Alternative remedies
More worryingly, Chinese parents are increasingly treating social media as an alternative source of medical advice. In some cases, this is causing them to seriously damage their children’s health.
Mouth-breathing is a case in point. If a child fails to receive treatment for a severe case of enlarged adenoids, it can cause real harm: sleep disorders, intermittent hypoxia, poor neurological development, hearing loss, and even brain damage.
“When a child’s nasal airway is severely obstructed or their hearing is affected, surgery is a must,” Qian, the ENT specialist, says. “But if the symptoms do not impose any restrictions on the child’s everyday life, medication is enough.”
But some parents are becoming reluctant to allow their children to have surgery, preferring to try alternative treatments they’ve seen on social media.
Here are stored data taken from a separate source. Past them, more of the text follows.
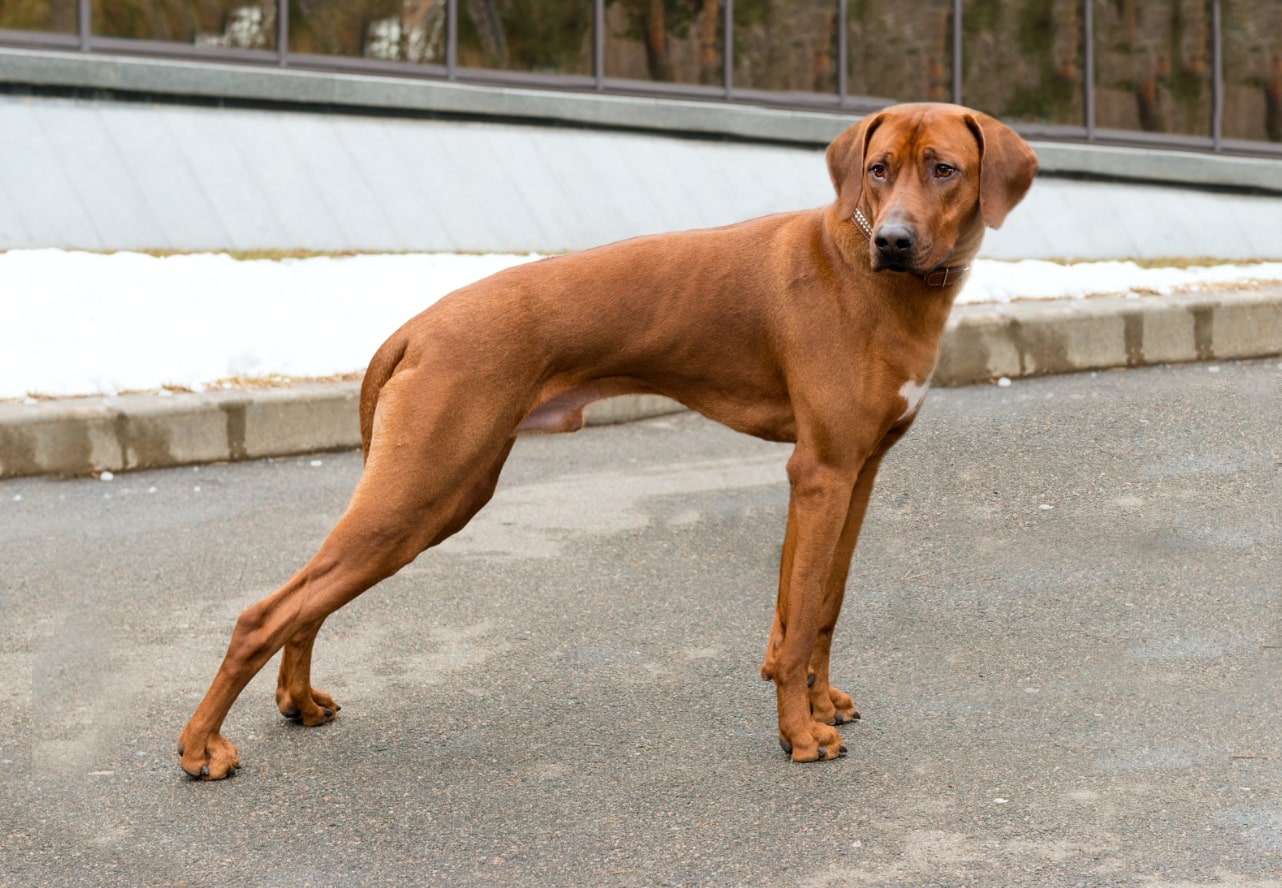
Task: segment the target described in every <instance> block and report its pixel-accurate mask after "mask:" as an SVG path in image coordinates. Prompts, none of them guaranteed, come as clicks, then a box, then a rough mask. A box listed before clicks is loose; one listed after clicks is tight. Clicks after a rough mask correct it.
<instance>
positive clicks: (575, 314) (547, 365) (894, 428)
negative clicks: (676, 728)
mask: <svg viewBox="0 0 1282 888" xmlns="http://www.w3.org/2000/svg"><path fill="white" fill-rule="evenodd" d="M827 160H828V172H829V174H831V176H832V182H833V186H835V187H836V191H837V200H836V202H835V204H832V205H831V206H827V208H823V209H817V210H809V211H803V213H785V214H779V215H770V217H765V218H762V219H754V220H751V222H745V223H741V224H736V226H728V227H724V228H713V229H708V231H690V232H681V233H674V234H660V236H654V237H641V238H636V240H629V241H623V242H620V243H613V245H610V246H604V247H597V249H595V250H587V251H585V252H581V254H577V255H569V256H558V258H554V259H545V260H542V261H538V263H533V264H529V265H523V267H519V268H514V269H509V270H506V272H501V273H499V274H495V275H494V277H490V278H486V279H485V281H481V282H478V283H474V284H470V286H468V287H464V288H462V290H459V291H456V292H454V293H451V295H449V296H446V297H445V299H442V300H441V301H440V302H437V304H436V305H433V306H432V308H431V309H428V310H427V311H424V313H422V314H420V315H418V317H417V318H413V319H412V320H409V322H408V323H406V324H405V325H404V327H401V328H400V329H399V331H397V332H396V333H394V334H392V337H391V338H390V340H387V342H386V343H383V346H382V347H381V349H379V350H378V352H377V354H376V355H374V358H373V361H372V363H370V365H369V370H368V372H367V373H365V379H364V384H363V387H362V392H360V433H362V441H363V445H364V455H365V468H364V474H363V475H362V478H360V482H359V483H358V486H356V489H355V493H354V495H353V497H351V502H350V505H349V506H347V511H346V514H345V515H344V516H342V519H341V520H340V522H338V524H337V525H336V527H335V528H333V530H332V532H331V533H329V537H328V538H327V539H326V541H324V543H323V545H322V546H320V550H319V551H318V552H317V555H315V556H314V557H313V559H312V560H310V561H309V563H308V564H306V566H304V568H303V569H301V570H300V571H299V573H297V574H295V575H294V577H292V578H291V579H290V580H288V582H287V583H286V584H285V586H282V587H281V588H279V589H277V591H276V592H274V593H272V595H271V596H268V597H267V598H263V600H262V601H259V602H258V604H255V605H253V606H251V607H249V609H247V610H245V613H244V614H241V616H240V619H238V620H237V621H236V629H235V632H233V633H232V638H231V643H229V646H228V648H227V656H226V657H224V659H223V664H222V666H221V668H219V670H218V674H217V675H215V677H214V682H213V684H212V686H210V688H209V692H208V693H206V695H205V698H204V700H203V701H201V703H200V706H199V707H197V709H196V712H195V715H192V718H191V721H190V723H187V727H186V729H185V730H183V732H182V736H181V737H179V738H178V752H179V755H181V756H182V762H181V764H182V769H183V770H185V771H187V774H191V775H192V777H200V778H205V779H218V778H222V777H227V775H228V774H229V773H232V771H233V770H235V769H236V768H238V766H240V762H238V760H237V755H236V747H235V746H232V744H231V743H229V742H228V741H227V739H226V738H223V737H222V736H221V734H219V733H218V732H219V728H221V727H222V723H223V719H224V718H226V715H227V712H228V710H229V709H231V706H232V702H233V701H235V700H236V697H237V695H238V693H240V692H241V689H244V687H245V686H246V684H247V683H249V680H250V679H251V678H253V677H254V674H255V673H258V670H259V669H262V668H263V665H264V664H265V662H267V661H268V660H269V659H271V657H272V655H273V654H276V651H278V650H281V648H282V647H283V648H285V652H283V655H282V657H281V673H279V682H278V686H277V691H276V702H277V706H278V707H279V710H281V712H282V714H285V715H286V716H288V718H296V719H300V720H301V721H303V724H305V725H318V724H322V723H324V721H328V720H331V719H332V718H333V716H335V712H337V710H338V706H337V705H336V703H335V702H333V698H332V697H329V696H328V695H326V693H322V692H320V691H317V689H315V688H313V687H312V679H310V673H312V646H313V642H314V641H315V636H317V630H318V629H319V628H320V624H322V623H323V621H324V619H326V618H327V616H328V615H329V614H332V613H333V611H335V610H337V609H338V607H341V606H342V605H345V604H347V602H349V601H351V600H353V598H355V597H356V596H358V595H360V593H362V592H364V591H365V589H368V588H369V587H370V586H373V584H374V583H377V582H379V580H381V579H385V578H386V577H390V575H392V574H394V573H396V571H397V570H399V569H400V568H403V566H404V565H406V564H409V563H410V561H412V560H413V559H414V557H415V556H417V555H418V554H419V552H422V551H423V550H426V548H428V547H431V546H435V545H436V543H438V542H441V541H442V539H445V538H446V537H449V536H450V534H453V533H456V532H458V530H459V529H460V528H463V525H464V524H467V523H468V520H469V519H470V518H472V516H473V515H474V514H476V513H477V510H479V509H481V507H482V506H483V505H485V504H486V502H487V501H488V500H490V496H491V495H492V492H494V488H495V484H496V483H497V481H499V472H500V469H501V468H503V464H504V460H505V459H506V456H508V452H509V451H510V450H512V445H513V441H514V438H515V436H518V434H520V433H526V432H572V431H576V429H578V428H579V427H581V425H582V424H583V407H585V406H586V405H587V404H590V402H592V401H596V400H599V399H603V397H610V396H613V395H623V393H628V392H655V393H662V395H668V396H670V397H673V399H676V400H677V401H681V402H682V404H685V405H687V406H690V407H692V409H694V410H697V411H699V413H701V414H704V415H706V416H710V418H712V419H715V420H718V422H720V423H724V424H726V425H729V427H731V428H735V429H738V431H740V432H746V433H749V434H755V436H759V437H762V438H767V440H770V441H790V442H796V448H795V451H794V454H792V457H791V459H790V460H788V465H787V474H788V479H790V482H791V486H792V487H791V491H792V496H791V502H790V505H788V522H787V533H786V537H785V542H783V557H782V564H781V568H779V592H778V602H777V606H776V611H774V625H773V627H772V629H770V637H769V643H768V647H767V652H765V664H764V665H763V666H762V675H763V678H765V679H770V680H773V682H774V684H776V692H777V697H778V715H779V742H781V743H782V746H783V748H785V751H787V752H791V755H792V759H794V761H814V760H818V759H835V757H837V756H840V755H841V753H842V752H845V747H844V746H842V744H841V736H840V734H838V733H837V732H836V730H835V729H833V727H832V725H838V724H842V723H845V721H849V720H851V719H855V718H858V714H856V712H855V707H854V703H853V702H851V700H850V697H849V696H846V695H845V693H842V692H840V691H837V689H836V688H835V687H832V686H831V684H829V682H828V652H829V648H831V645H832V630H833V627H835V625H836V623H837V613H838V611H840V610H841V600H842V596H844V593H845V586H846V573H847V570H849V568H850V556H851V554H853V551H854V547H855V538H856V537H858V536H859V527H860V524H862V522H863V516H864V510H865V509H867V506H868V497H869V495H870V493H872V488H873V477H874V475H876V473H877V466H878V464H879V463H881V460H882V456H883V455H885V454H886V451H887V450H888V448H890V447H891V445H894V443H895V442H896V441H897V440H899V438H900V437H901V436H903V434H904V432H906V431H908V428H909V425H912V423H913V419H914V416H915V415H917V409H918V406H919V404H920V400H922V397H923V395H924V393H926V387H927V384H928V382H929V378H931V372H932V369H933V366H935V361H936V356H937V352H938V343H940V337H941V334H942V332H944V323H945V320H946V319H947V315H949V309H950V306H951V305H953V297H954V296H955V295H956V292H958V290H959V286H960V281H962V278H963V277H964V274H965V270H967V264H968V263H969V261H970V260H972V259H973V258H974V255H976V251H977V250H978V249H979V241H981V238H982V237H983V229H985V223H987V224H988V226H992V227H994V228H996V227H997V226H1000V224H1001V222H1003V219H1004V218H1005V217H1006V213H1008V211H1010V209H1011V208H1013V206H1014V205H1015V204H1018V202H1019V200H1020V199H1022V197H1023V196H1024V193H1026V192H1027V190H1028V187H1029V185H1031V183H1032V179H1033V176H1035V174H1036V172H1037V159H1036V156H1035V155H1033V152H1032V150H1031V149H1029V147H1028V146H1027V145H1026V144H1024V142H1023V140H1020V138H1019V137H1018V136H1017V135H1015V133H1014V132H1013V131H1010V129H1009V128H1006V127H1005V126H1003V124H1001V123H999V122H996V120H994V119H992V118H990V117H986V115H983V114H978V113H976V111H970V110H967V109H964V108H959V106H955V105H901V106H896V108H891V109H887V110H885V111H881V113H878V114H873V115H869V117H867V118H864V119H863V120H860V122H859V123H858V124H856V126H853V127H851V128H849V129H847V131H845V132H844V133H842V135H841V136H838V137H837V138H836V140H835V141H833V142H832V145H831V146H829V147H828V152H827Z"/></svg>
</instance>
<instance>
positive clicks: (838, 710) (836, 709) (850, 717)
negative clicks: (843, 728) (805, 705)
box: [810, 687, 859, 725]
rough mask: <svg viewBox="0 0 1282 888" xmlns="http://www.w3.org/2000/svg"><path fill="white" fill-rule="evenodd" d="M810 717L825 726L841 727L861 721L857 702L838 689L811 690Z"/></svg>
mask: <svg viewBox="0 0 1282 888" xmlns="http://www.w3.org/2000/svg"><path fill="white" fill-rule="evenodd" d="M810 715H812V718H813V719H814V720H815V721H820V723H823V724H832V725H841V724H846V723H849V721H856V720H858V719H859V711H858V710H856V709H855V701H853V700H851V698H850V695H846V693H842V692H841V691H837V688H833V687H827V688H814V687H812V688H810Z"/></svg>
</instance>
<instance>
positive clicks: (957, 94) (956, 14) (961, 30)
mask: <svg viewBox="0 0 1282 888" xmlns="http://www.w3.org/2000/svg"><path fill="white" fill-rule="evenodd" d="M953 104H954V105H960V104H962V0H953Z"/></svg>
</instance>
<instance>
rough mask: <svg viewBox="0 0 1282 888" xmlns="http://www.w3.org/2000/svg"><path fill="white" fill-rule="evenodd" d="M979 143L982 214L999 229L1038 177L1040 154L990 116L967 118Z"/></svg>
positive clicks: (993, 224) (980, 179) (986, 222)
mask: <svg viewBox="0 0 1282 888" xmlns="http://www.w3.org/2000/svg"><path fill="white" fill-rule="evenodd" d="M965 123H967V126H968V127H970V131H972V132H973V133H974V137H976V138H977V140H978V142H979V213H981V214H982V215H983V220H985V223H986V224H987V226H988V227H990V228H1000V227H1001V223H1003V222H1004V220H1005V219H1006V214H1008V213H1010V210H1013V209H1014V208H1015V204H1018V202H1019V201H1020V200H1023V199H1024V195H1026V193H1028V188H1029V187H1031V186H1032V183H1033V177H1035V176H1036V174H1037V155H1036V154H1033V150H1032V149H1031V147H1028V142H1026V141H1024V140H1022V138H1020V137H1019V136H1018V135H1015V131H1014V129H1011V128H1010V127H1008V126H1006V124H1004V123H1001V122H1000V120H996V119H994V118H991V117H988V115H987V114H981V113H978V111H970V113H968V114H967V117H965Z"/></svg>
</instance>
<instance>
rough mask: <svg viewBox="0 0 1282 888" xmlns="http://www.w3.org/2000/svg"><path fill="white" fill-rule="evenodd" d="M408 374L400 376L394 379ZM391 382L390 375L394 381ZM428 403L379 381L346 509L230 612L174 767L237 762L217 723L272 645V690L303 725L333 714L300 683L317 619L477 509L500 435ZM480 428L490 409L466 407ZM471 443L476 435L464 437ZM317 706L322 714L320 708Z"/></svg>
mask: <svg viewBox="0 0 1282 888" xmlns="http://www.w3.org/2000/svg"><path fill="white" fill-rule="evenodd" d="M406 382H409V381H406ZM391 384H395V381H394V383H391ZM433 395H435V399H433V402H435V405H436V406H435V409H423V402H422V401H419V402H415V404H401V405H400V407H397V405H396V402H395V401H396V400H397V399H396V393H395V392H388V391H387V390H385V392H383V395H382V396H381V400H386V401H388V402H387V404H381V405H379V416H378V418H377V420H376V427H381V428H382V433H379V429H378V428H376V433H374V440H373V443H372V447H370V451H369V456H368V459H367V461H365V472H364V474H363V475H362V478H360V482H359V483H358V484H356V489H355V492H354V493H353V497H351V502H350V504H349V506H347V511H346V513H345V514H344V516H342V518H341V519H340V520H338V523H337V524H336V525H335V528H333V530H331V532H329V536H328V537H327V538H326V541H324V543H322V546H320V548H319V551H318V552H317V554H315V555H314V556H313V557H312V560H310V561H309V563H308V564H306V565H305V566H304V568H303V569H301V570H299V571H297V573H296V574H295V575H294V577H291V578H290V579H288V582H286V583H285V586H282V587H281V588H279V589H277V591H276V592H273V593H272V595H269V596H268V597H265V598H263V600H262V601H259V602H256V604H254V605H251V606H250V607H247V609H246V610H245V611H244V613H242V614H241V615H240V618H238V619H237V620H236V628H235V629H233V632H232V638H231V642H229V643H228V646H227V654H226V656H224V657H223V662H222V665H221V666H219V669H218V673H217V675H215V677H214V680H213V683H212V684H210V687H209V691H208V692H206V693H205V697H204V700H203V701H201V702H200V705H199V706H197V707H196V711H195V714H194V715H192V716H191V720H190V721H188V723H187V727H186V728H185V729H183V732H182V734H181V736H179V737H178V752H179V755H181V756H182V759H181V765H182V769H183V770H185V771H186V773H187V774H190V775H192V777H197V778H203V779H219V778H223V777H227V775H228V774H229V773H232V771H235V769H236V768H238V766H240V761H238V756H237V751H236V747H235V746H232V743H231V742H228V741H227V739H226V738H224V737H222V734H219V730H221V728H222V724H223V719H224V718H226V716H227V712H228V711H229V710H231V707H232V703H233V702H235V701H236V697H237V696H238V695H240V692H241V691H244V689H245V686H246V684H249V682H250V679H253V677H254V675H255V674H256V673H258V671H259V670H260V669H262V668H263V666H264V665H265V664H267V661H268V660H271V657H272V656H273V655H274V654H276V652H277V651H278V650H281V648H282V647H285V646H288V647H290V650H288V651H287V652H286V656H285V657H282V675H281V682H279V687H281V688H283V689H285V691H283V695H279V693H278V700H279V698H282V697H283V696H286V695H287V696H288V705H290V706H296V707H297V709H299V712H300V716H301V718H303V719H304V723H306V724H319V723H320V721H324V720H328V719H329V718H333V715H332V714H333V712H335V711H337V706H326V705H324V702H326V700H324V698H323V697H320V698H318V697H317V693H315V692H314V691H313V689H312V687H310V678H312V677H310V650H312V646H313V645H314V639H315V633H317V630H318V629H319V628H320V624H322V623H323V621H324V619H326V618H327V616H328V615H329V614H332V613H333V611H336V610H338V609H340V607H342V606H344V605H345V604H347V602H349V601H351V600H353V598H355V597H356V596H359V595H360V593H362V592H364V591H365V589H368V588H369V587H372V586H373V584H374V583H377V582H379V580H382V579H386V578H387V577H391V575H392V574H394V573H396V571H397V570H400V569H401V568H403V566H405V565H406V564H409V563H410V561H413V560H414V557H417V556H418V554H419V552H422V551H423V550H426V548H428V547H431V546H435V545H436V543H438V542H441V541H442V539H445V538H446V537H449V536H450V534H453V533H455V532H458V530H459V529H462V528H463V525H464V524H467V523H468V520H469V519H470V518H472V515H474V514H476V513H477V511H478V510H479V509H481V506H483V505H485V504H486V502H487V501H488V498H490V496H491V493H492V492H494V487H495V484H496V483H497V478H499V472H500V470H501V468H503V463H504V460H505V459H506V456H508V452H509V451H510V448H512V438H510V437H509V432H510V428H512V427H513V425H515V420H513V423H512V425H509V427H508V432H499V431H494V433H492V434H491V436H487V437H485V436H483V437H482V438H481V440H482V441H488V442H490V443H488V445H481V446H476V445H470V446H469V445H468V443H465V442H467V441H468V437H467V434H464V433H463V432H462V431H460V429H459V423H460V422H462V419H463V418H462V416H459V415H458V414H459V411H458V410H456V409H453V413H451V405H458V404H460V402H465V399H451V397H449V393H447V392H440V391H438V392H435V393H433ZM472 419H473V423H474V424H473V425H472V428H470V432H472V434H473V436H474V433H476V432H477V425H476V423H488V424H490V427H491V429H496V428H497V425H496V424H495V423H497V424H499V425H501V424H503V422H504V420H503V419H499V418H494V416H490V418H482V416H479V415H473V416H472ZM473 440H476V438H473ZM326 710H329V715H328V716H327V715H326Z"/></svg>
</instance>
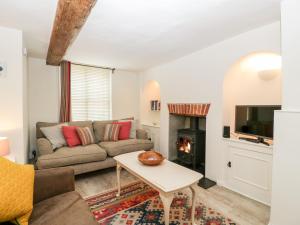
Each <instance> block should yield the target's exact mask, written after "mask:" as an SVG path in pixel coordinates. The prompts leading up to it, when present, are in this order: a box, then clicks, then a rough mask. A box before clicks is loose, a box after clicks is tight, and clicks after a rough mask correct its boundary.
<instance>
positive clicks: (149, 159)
mask: <svg viewBox="0 0 300 225" xmlns="http://www.w3.org/2000/svg"><path fill="white" fill-rule="evenodd" d="M138 159H139V161H140V162H141V163H143V164H144V165H147V166H157V165H159V164H161V163H162V161H164V159H165V158H164V157H163V156H162V154H160V153H159V152H156V151H154V150H150V151H146V152H142V153H140V154H139V155H138Z"/></svg>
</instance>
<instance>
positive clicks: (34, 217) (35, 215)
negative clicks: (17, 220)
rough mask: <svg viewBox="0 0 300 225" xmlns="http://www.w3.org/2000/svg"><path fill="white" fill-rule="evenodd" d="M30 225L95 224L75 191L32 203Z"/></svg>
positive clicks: (93, 224)
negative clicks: (36, 202)
mask: <svg viewBox="0 0 300 225" xmlns="http://www.w3.org/2000/svg"><path fill="white" fill-rule="evenodd" d="M29 224H30V225H41V224H43V225H70V224H72V225H83V224H84V225H97V224H98V223H97V222H96V221H95V219H94V216H93V215H92V213H91V212H90V210H89V208H88V205H87V204H86V202H85V201H84V200H83V199H82V198H81V197H80V194H79V193H77V192H76V191H72V192H67V193H64V194H61V195H57V196H55V197H52V198H49V199H46V200H44V201H41V202H39V203H37V204H35V205H34V208H33V213H32V215H31V218H30V222H29Z"/></svg>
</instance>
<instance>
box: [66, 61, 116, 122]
mask: <svg viewBox="0 0 300 225" xmlns="http://www.w3.org/2000/svg"><path fill="white" fill-rule="evenodd" d="M71 108H72V120H73V121H83V120H109V119H110V118H111V70H108V69H101V68H97V67H91V66H82V65H77V64H72V65H71Z"/></svg>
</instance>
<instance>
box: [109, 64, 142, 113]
mask: <svg viewBox="0 0 300 225" xmlns="http://www.w3.org/2000/svg"><path fill="white" fill-rule="evenodd" d="M132 116H133V117H134V118H137V119H138V118H139V76H138V74H137V73H134V72H128V71H123V70H115V72H114V73H113V75H112V118H113V119H122V118H128V117H132Z"/></svg>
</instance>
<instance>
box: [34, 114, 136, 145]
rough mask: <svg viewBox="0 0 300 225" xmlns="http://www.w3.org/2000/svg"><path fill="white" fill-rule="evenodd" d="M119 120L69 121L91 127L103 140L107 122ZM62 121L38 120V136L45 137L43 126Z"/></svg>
mask: <svg viewBox="0 0 300 225" xmlns="http://www.w3.org/2000/svg"><path fill="white" fill-rule="evenodd" d="M133 119H134V118H133V117H129V118H125V119H122V120H133ZM116 121H118V120H102V121H72V122H69V123H67V124H68V125H70V126H78V127H89V128H90V129H91V130H92V131H93V132H94V136H95V138H96V142H100V141H103V138H104V131H105V126H106V124H109V123H112V122H116ZM58 124H61V123H51V122H50V123H49V122H37V123H36V138H45V136H44V134H43V132H42V131H41V127H51V126H55V125H58Z"/></svg>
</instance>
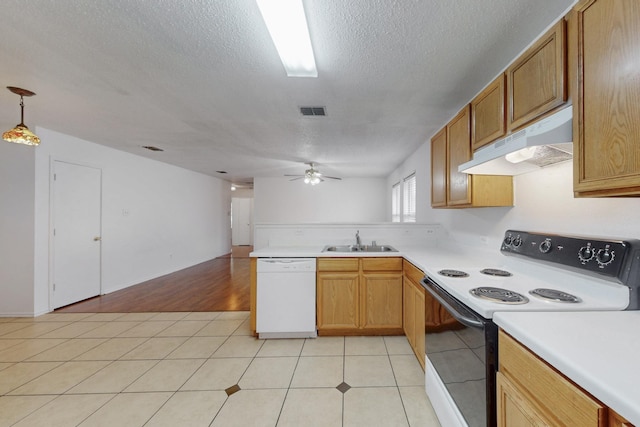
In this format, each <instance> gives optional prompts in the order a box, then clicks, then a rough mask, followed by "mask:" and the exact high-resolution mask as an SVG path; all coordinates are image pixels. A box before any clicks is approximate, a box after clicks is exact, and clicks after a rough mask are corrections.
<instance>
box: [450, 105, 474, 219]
mask: <svg viewBox="0 0 640 427" xmlns="http://www.w3.org/2000/svg"><path fill="white" fill-rule="evenodd" d="M470 115H471V113H470V108H469V106H466V107H465V108H463V109H462V111H460V112H459V113H458V115H457V116H455V117H454V118H453V119H452V120H451V121H450V122H449V124H447V145H448V148H449V149H448V159H449V161H448V168H447V169H448V172H447V177H448V188H449V189H448V191H447V206H459V205H469V204H471V185H470V183H469V176H470V175H469V174H466V173H462V172H458V166H459V165H461V164H463V163H465V162H468V161H469V160H471V126H470V123H471V121H470Z"/></svg>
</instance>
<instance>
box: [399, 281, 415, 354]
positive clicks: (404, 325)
mask: <svg viewBox="0 0 640 427" xmlns="http://www.w3.org/2000/svg"><path fill="white" fill-rule="evenodd" d="M402 300H403V301H402V302H403V305H402V323H403V325H402V327H403V329H404V334H405V335H406V336H407V339H408V340H409V344H411V347H412V348H413V349H414V351H415V336H416V292H415V291H414V288H413V284H412V283H411V280H409V278H408V277H406V276H405V277H404V278H403V279H402Z"/></svg>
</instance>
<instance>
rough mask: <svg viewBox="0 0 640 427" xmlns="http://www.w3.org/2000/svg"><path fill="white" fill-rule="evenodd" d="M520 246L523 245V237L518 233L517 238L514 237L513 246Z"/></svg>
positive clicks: (516, 246) (517, 247)
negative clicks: (518, 233)
mask: <svg viewBox="0 0 640 427" xmlns="http://www.w3.org/2000/svg"><path fill="white" fill-rule="evenodd" d="M520 246H522V237H520V236H519V235H518V236H516V238H515V239H513V247H514V248H519V247H520Z"/></svg>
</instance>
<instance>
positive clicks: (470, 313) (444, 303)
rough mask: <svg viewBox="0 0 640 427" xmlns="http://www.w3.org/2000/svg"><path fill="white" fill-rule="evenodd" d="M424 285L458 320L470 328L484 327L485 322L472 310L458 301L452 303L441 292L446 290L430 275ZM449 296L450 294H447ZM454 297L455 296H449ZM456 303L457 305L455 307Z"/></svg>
mask: <svg viewBox="0 0 640 427" xmlns="http://www.w3.org/2000/svg"><path fill="white" fill-rule="evenodd" d="M422 287H424V288H425V290H426V291H427V292H429V293H430V294H431V295H432V296H433V297H434V298H435V299H436V300H437V301H438V302H439V303H440V304H442V306H443V307H444V308H445V309H446V310H447V311H448V312H449V314H451V315H452V316H453V317H454V318H455V319H456V320H457V321H458V322H460V323H462V324H464V325H467V326H469V327H470V328H478V329H483V328H484V322H483V321H482V320H481V319H479V318H478V316H476V315H475V314H474V313H473V312H471V310H469V309H468V308H466V307H465V306H463V305H462V304H461V303H458V302H457V301H456V302H455V303H450V302H449V301H448V300H447V298H446V297H444V296H443V295H441V294H440V292H446V291H444V290H441V288H440V286H438V285H437V284H435V283H434V282H432V281H431V280H430V279H429V278H428V277H425V278H424V279H423V280H422ZM447 296H448V294H447ZM449 298H452V299H453V297H449ZM454 305H455V306H456V307H454Z"/></svg>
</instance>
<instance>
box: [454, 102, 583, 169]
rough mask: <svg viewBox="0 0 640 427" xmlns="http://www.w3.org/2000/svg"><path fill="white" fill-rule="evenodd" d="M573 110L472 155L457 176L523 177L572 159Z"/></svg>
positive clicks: (551, 115)
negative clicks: (536, 170) (467, 174)
mask: <svg viewBox="0 0 640 427" xmlns="http://www.w3.org/2000/svg"><path fill="white" fill-rule="evenodd" d="M572 117H573V110H572V107H571V106H569V107H567V108H564V109H562V110H560V111H558V112H556V113H554V114H552V115H551V116H549V117H546V118H544V119H542V120H540V121H538V122H536V123H534V124H532V125H530V126H528V127H526V128H524V129H522V130H519V131H518V132H515V133H512V134H511V135H509V136H507V137H506V138H503V139H499V140H498V141H495V142H492V143H491V144H489V145H487V146H486V147H482V148H480V149H479V150H477V151H476V152H475V153H473V159H471V160H470V161H468V162H466V163H463V164H461V165H460V166H458V172H464V173H471V174H475V175H520V174H523V173H527V172H533V171H536V170H540V168H543V167H545V166H549V165H552V164H555V163H559V162H564V161H567V160H571V159H572V158H573V142H572V141H573V131H572Z"/></svg>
Mouth tape, lip muscle exercises, and herbal remedies are all widely shared as cures for enlarged adenoids on Xiaohongshu.
Yang Yan, another mother from Zhejiang province, first noticed that her daughter was breathing through her mouth when the child was 3 years old. When she took the girl to the hospital, the ENT specialists told her that her daughter needed surgery as soon as possible.
“They told us her enlarged adenoids had blocked over 90% of her nasal passage,” Yang recalls. “But my family were too conservative to agree with the surgery, and we were worrying too much about the health risks from the application of general anesthesia.”
Instead, the family decided to give Yang’s daughter massage and herbal therapies, which they’d heard could alleviate her condition. They continued with this approach for three years, even though the girl continued to breathe only through her mouth at night.
“We learned about those (the alternative treatments) from social media,” Yang says. “Of course, Xiaohongshu is where lots of discussions about that can be found.”
In late 2021, during a routine check-up, the doctors informed Yang that her daughter had partially lost her hearing due to the damage done by her enlarged adenoids. The girl has also developed a typical adenoid face, Yang says.
Yang decided to allow her daughter to have surgery right away. But the mother remains racked by guilt, as she believes the family’s hesitation “cost our daughter her health.”
“She also has a problem with concentrating — I think that’s also the consequence of the untimely treatment,” says Yang. “But there’s nothing we can do to make up for it now.”